City Living: Downtown Los Angeles

The City of Angels

Los Angeles. is a melting pot on a grand scale.
In fact, all of Southern California is ethnically and culturally diverse;
the people who live here come from everywhere. SoCal residents come from 180
countries and speak 140 languages. If you move to Los Angeles, your neighbors might
be from half-way around the world or the next state over.
You can't walk five feet through DTLA without seeing a notable site or landmark.
The Bradbury Building alone was built in 1893, and many of the buildings you'll
see stretching up above you are a solid 100 years old. Between Angel's Flight,
Grand Central Market, Bunker Hill, and everything else you can see, this is one of
those places that feels instantly familiar -- you've seen everything here in a movie at least 10 times.
Downtown Los Angeles is arguably the neighborhood experiencing the most significant renaissance.
After a period of stagnation and decreasing population following WWII, Downtown's "Skid Row" neighborhood
became synonymous with urban decline.
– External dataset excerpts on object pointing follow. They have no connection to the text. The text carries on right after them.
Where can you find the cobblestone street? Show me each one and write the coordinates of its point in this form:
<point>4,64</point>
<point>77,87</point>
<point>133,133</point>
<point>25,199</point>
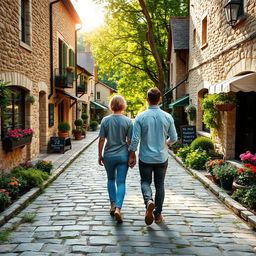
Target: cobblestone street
<point>72,219</point>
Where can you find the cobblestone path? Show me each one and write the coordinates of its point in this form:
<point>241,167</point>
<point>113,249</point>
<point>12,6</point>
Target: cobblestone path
<point>71,218</point>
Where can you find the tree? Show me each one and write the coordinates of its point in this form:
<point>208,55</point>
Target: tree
<point>134,40</point>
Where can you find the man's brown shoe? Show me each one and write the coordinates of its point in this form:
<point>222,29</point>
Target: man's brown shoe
<point>149,216</point>
<point>159,219</point>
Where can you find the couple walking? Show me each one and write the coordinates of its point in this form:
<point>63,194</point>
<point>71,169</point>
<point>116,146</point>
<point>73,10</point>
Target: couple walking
<point>151,128</point>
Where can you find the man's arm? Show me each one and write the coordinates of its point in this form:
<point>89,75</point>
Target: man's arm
<point>100,148</point>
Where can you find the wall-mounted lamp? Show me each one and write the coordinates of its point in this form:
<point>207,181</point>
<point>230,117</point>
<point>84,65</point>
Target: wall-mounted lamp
<point>232,11</point>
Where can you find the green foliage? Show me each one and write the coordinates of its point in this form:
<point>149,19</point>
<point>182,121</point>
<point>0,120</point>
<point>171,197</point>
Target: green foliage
<point>197,159</point>
<point>203,143</point>
<point>64,127</point>
<point>225,172</point>
<point>123,52</point>
<point>44,166</point>
<point>5,93</point>
<point>183,152</point>
<point>191,112</point>
<point>78,122</point>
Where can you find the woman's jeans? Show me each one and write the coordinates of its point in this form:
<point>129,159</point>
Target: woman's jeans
<point>116,167</point>
<point>146,172</point>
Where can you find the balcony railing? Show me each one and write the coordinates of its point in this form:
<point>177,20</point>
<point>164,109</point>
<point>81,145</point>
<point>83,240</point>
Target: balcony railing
<point>82,87</point>
<point>64,78</point>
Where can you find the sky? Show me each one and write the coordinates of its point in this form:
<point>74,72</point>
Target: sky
<point>91,14</point>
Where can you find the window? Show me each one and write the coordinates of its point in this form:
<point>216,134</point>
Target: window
<point>62,57</point>
<point>194,37</point>
<point>14,115</point>
<point>25,22</point>
<point>204,31</point>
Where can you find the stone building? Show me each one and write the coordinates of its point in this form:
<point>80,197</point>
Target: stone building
<point>35,51</point>
<point>222,59</point>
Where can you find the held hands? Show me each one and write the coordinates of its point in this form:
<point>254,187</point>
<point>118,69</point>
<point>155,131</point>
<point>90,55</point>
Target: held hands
<point>132,159</point>
<point>100,160</point>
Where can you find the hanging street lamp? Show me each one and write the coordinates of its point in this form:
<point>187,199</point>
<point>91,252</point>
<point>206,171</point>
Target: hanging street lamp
<point>232,11</point>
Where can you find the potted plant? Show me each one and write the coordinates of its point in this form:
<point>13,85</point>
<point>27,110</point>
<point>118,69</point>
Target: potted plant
<point>78,131</point>
<point>226,174</point>
<point>94,125</point>
<point>64,128</point>
<point>225,101</point>
<point>30,99</point>
<point>191,112</point>
<point>17,138</point>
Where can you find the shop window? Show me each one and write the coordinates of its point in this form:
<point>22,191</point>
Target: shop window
<point>25,22</point>
<point>204,31</point>
<point>13,117</point>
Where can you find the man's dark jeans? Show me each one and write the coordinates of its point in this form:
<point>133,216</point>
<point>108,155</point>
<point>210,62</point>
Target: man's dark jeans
<point>146,173</point>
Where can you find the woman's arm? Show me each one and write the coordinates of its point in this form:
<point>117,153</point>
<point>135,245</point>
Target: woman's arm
<point>100,148</point>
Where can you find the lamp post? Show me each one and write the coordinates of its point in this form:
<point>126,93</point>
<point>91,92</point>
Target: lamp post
<point>232,11</point>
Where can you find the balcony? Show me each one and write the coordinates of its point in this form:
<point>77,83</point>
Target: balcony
<point>64,78</point>
<point>82,87</point>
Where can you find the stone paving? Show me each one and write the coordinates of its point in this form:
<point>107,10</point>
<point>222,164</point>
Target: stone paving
<point>71,218</point>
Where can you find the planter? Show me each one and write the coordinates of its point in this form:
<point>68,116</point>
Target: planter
<point>78,135</point>
<point>226,184</point>
<point>225,107</point>
<point>9,144</point>
<point>63,134</point>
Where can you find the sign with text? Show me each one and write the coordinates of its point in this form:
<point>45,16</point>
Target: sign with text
<point>188,134</point>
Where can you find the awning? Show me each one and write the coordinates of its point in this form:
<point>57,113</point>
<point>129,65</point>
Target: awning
<point>243,83</point>
<point>181,102</point>
<point>70,95</point>
<point>97,105</point>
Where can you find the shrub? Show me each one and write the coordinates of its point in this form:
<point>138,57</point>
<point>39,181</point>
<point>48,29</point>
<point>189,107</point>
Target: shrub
<point>64,127</point>
<point>197,159</point>
<point>44,166</point>
<point>225,172</point>
<point>203,143</point>
<point>182,152</point>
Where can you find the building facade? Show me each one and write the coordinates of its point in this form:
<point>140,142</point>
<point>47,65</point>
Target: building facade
<point>34,50</point>
<point>224,54</point>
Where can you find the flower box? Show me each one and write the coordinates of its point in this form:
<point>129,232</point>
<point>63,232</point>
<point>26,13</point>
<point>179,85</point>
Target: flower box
<point>10,144</point>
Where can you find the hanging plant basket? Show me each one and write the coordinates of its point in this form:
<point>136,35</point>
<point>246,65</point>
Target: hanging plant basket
<point>225,106</point>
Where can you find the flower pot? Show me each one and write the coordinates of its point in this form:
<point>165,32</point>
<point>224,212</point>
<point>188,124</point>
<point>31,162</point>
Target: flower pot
<point>78,135</point>
<point>226,184</point>
<point>10,144</point>
<point>63,134</point>
<point>225,107</point>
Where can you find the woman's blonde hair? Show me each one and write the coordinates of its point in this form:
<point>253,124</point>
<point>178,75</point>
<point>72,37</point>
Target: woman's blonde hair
<point>117,103</point>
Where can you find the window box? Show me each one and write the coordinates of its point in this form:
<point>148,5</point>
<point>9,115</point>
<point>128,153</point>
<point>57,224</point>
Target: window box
<point>9,144</point>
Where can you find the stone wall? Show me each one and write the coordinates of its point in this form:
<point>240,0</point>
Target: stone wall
<point>229,52</point>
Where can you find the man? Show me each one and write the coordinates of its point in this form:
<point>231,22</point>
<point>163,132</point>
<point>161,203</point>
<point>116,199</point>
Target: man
<point>151,129</point>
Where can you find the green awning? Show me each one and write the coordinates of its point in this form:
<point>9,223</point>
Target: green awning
<point>97,105</point>
<point>181,102</point>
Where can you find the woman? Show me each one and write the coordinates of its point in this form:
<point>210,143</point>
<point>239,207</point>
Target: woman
<point>117,130</point>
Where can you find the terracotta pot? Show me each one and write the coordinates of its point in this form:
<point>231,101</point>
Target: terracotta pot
<point>63,134</point>
<point>225,107</point>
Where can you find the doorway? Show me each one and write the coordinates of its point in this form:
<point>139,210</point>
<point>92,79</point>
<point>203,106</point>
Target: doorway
<point>245,123</point>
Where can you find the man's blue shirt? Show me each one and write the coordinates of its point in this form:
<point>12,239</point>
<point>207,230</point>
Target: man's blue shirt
<point>151,129</point>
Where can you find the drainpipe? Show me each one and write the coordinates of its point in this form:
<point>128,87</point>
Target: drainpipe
<point>76,65</point>
<point>51,49</point>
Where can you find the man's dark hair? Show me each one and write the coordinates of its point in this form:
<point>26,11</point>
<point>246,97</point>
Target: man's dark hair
<point>153,95</point>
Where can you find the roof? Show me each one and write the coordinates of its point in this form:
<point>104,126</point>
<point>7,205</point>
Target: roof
<point>180,32</point>
<point>114,90</point>
<point>86,61</point>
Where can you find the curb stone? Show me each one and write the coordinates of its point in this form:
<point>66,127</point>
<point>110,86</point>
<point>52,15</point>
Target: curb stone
<point>236,207</point>
<point>20,204</point>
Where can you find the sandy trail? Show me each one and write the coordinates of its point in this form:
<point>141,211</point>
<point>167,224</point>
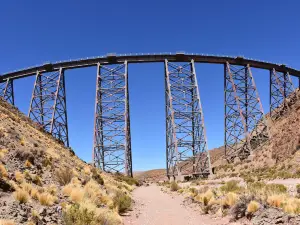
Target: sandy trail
<point>153,207</point>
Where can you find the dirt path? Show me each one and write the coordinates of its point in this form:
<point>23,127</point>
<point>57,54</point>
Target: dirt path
<point>153,207</point>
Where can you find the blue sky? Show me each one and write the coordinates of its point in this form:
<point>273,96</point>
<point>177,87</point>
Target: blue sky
<point>34,32</point>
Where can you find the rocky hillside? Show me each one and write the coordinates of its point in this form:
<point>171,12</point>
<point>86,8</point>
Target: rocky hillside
<point>42,182</point>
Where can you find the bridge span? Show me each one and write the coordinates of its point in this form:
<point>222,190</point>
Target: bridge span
<point>186,143</point>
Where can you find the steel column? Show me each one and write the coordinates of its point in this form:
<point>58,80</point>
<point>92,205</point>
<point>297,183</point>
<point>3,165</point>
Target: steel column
<point>245,125</point>
<point>281,87</point>
<point>48,104</point>
<point>186,146</point>
<point>7,91</point>
<point>112,140</point>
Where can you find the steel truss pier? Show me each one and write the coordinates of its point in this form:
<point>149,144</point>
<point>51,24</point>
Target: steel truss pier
<point>112,139</point>
<point>7,91</point>
<point>245,125</point>
<point>186,143</point>
<point>48,104</point>
<point>281,87</point>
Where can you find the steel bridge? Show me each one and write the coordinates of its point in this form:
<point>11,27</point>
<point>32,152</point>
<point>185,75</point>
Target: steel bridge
<point>186,144</point>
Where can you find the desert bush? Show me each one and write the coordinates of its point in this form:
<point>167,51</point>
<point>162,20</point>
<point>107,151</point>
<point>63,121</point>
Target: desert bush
<point>87,214</point>
<point>298,189</point>
<point>276,200</point>
<point>96,176</point>
<point>76,215</point>
<point>26,187</point>
<point>275,188</point>
<point>127,179</point>
<point>19,177</point>
<point>7,222</point>
<point>21,196</point>
<point>46,199</point>
<point>292,206</point>
<point>121,202</point>
<point>174,186</point>
<point>239,206</point>
<point>230,199</point>
<point>28,164</point>
<point>37,180</point>
<point>64,176</point>
<point>252,207</point>
<point>76,195</point>
<point>230,186</point>
<point>3,171</point>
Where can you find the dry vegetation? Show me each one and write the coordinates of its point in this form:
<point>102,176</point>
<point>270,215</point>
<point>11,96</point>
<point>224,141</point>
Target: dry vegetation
<point>42,182</point>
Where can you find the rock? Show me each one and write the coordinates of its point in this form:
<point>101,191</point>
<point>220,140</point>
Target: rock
<point>5,187</point>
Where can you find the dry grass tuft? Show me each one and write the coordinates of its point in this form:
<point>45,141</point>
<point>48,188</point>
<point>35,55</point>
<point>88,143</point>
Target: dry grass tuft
<point>292,206</point>
<point>230,199</point>
<point>7,222</point>
<point>76,195</point>
<point>46,199</point>
<point>28,164</point>
<point>3,171</point>
<point>21,196</point>
<point>276,200</point>
<point>64,176</point>
<point>252,207</point>
<point>19,177</point>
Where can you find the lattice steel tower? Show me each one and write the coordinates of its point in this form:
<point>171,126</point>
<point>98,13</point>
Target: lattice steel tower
<point>48,104</point>
<point>112,139</point>
<point>281,87</point>
<point>7,91</point>
<point>245,125</point>
<point>186,143</point>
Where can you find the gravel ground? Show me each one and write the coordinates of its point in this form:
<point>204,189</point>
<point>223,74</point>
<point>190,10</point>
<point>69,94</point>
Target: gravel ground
<point>154,207</point>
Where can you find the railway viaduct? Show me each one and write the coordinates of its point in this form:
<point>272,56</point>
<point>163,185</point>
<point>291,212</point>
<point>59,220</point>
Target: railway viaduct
<point>186,142</point>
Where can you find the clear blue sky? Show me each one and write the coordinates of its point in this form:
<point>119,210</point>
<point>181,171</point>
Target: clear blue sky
<point>34,32</point>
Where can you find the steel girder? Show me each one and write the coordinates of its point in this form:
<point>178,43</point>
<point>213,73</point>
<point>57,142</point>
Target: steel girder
<point>281,87</point>
<point>245,124</point>
<point>112,139</point>
<point>186,143</point>
<point>7,91</point>
<point>48,104</point>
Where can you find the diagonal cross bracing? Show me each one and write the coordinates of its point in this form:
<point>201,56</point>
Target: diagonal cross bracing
<point>281,87</point>
<point>112,139</point>
<point>48,104</point>
<point>7,91</point>
<point>245,125</point>
<point>186,143</point>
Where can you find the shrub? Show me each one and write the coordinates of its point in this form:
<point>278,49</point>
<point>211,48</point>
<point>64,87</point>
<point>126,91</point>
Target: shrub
<point>7,222</point>
<point>21,196</point>
<point>64,176</point>
<point>3,171</point>
<point>19,177</point>
<point>46,199</point>
<point>121,202</point>
<point>252,207</point>
<point>96,176</point>
<point>230,186</point>
<point>276,188</point>
<point>28,164</point>
<point>276,200</point>
<point>230,199</point>
<point>127,179</point>
<point>174,186</point>
<point>292,206</point>
<point>37,180</point>
<point>78,216</point>
<point>34,193</point>
<point>298,189</point>
<point>77,195</point>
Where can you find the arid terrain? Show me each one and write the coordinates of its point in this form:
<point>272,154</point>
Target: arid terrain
<point>42,182</point>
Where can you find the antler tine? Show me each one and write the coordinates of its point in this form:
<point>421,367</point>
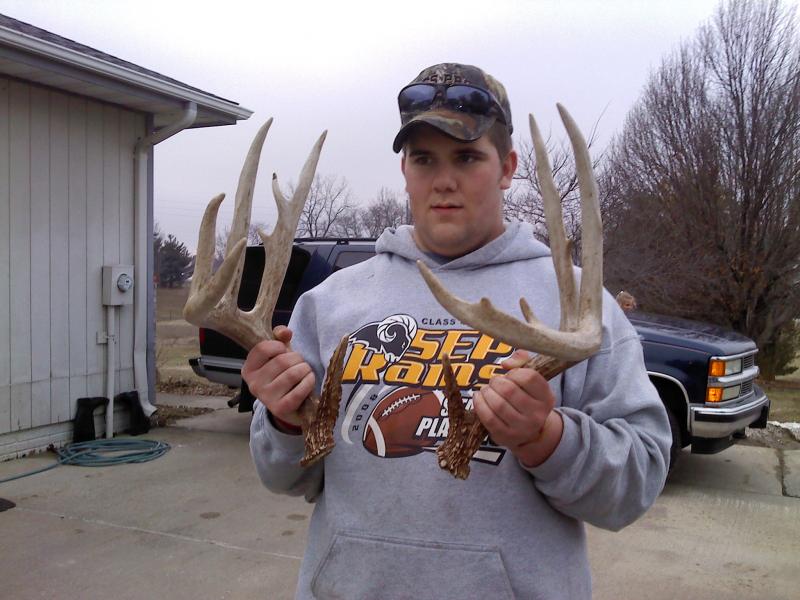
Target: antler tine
<point>484,317</point>
<point>559,246</point>
<point>278,243</point>
<point>243,207</point>
<point>590,309</point>
<point>579,336</point>
<point>204,259</point>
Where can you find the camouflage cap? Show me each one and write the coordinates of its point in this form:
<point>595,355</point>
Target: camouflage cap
<point>459,124</point>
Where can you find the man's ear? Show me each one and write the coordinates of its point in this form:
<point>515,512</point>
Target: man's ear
<point>508,168</point>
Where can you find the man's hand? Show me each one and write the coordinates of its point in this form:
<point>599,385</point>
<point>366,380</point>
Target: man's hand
<point>517,411</point>
<point>278,378</point>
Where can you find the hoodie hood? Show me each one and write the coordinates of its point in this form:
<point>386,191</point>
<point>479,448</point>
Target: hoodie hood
<point>517,242</point>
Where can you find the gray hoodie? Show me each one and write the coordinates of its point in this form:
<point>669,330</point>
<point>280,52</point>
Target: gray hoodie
<point>388,522</point>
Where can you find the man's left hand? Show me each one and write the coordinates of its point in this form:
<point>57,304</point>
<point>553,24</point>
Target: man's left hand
<point>517,410</point>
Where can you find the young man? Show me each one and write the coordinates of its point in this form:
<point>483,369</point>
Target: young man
<point>388,522</point>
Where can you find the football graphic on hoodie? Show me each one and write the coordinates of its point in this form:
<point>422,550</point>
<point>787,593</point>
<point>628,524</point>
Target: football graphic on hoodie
<point>405,422</point>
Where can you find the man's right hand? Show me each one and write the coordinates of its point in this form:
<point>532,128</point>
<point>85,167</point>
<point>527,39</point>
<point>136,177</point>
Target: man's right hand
<point>279,378</point>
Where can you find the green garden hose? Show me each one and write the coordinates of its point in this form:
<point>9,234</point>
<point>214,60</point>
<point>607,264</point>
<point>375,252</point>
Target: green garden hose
<point>103,453</point>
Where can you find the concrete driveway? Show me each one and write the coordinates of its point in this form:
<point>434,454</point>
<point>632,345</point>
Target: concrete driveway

Thanks in large part to legislation passed in 1999, residential
development saw an upswing and an area formerly dominated by empty spaces and warehouses regained
enough population to draw restaurants and retail businesses back into the fold.
That trend continues to this day, despite rising prices. On global pandemic-free days,
everywhere you look, people are walking; commuting, hopping in and out of the Metro station,
grabbing a happy hour beer, or walking their dog. Downtown LA has received nearly the same reaction
from every East Coaster that's visited: "... are we still in LA?"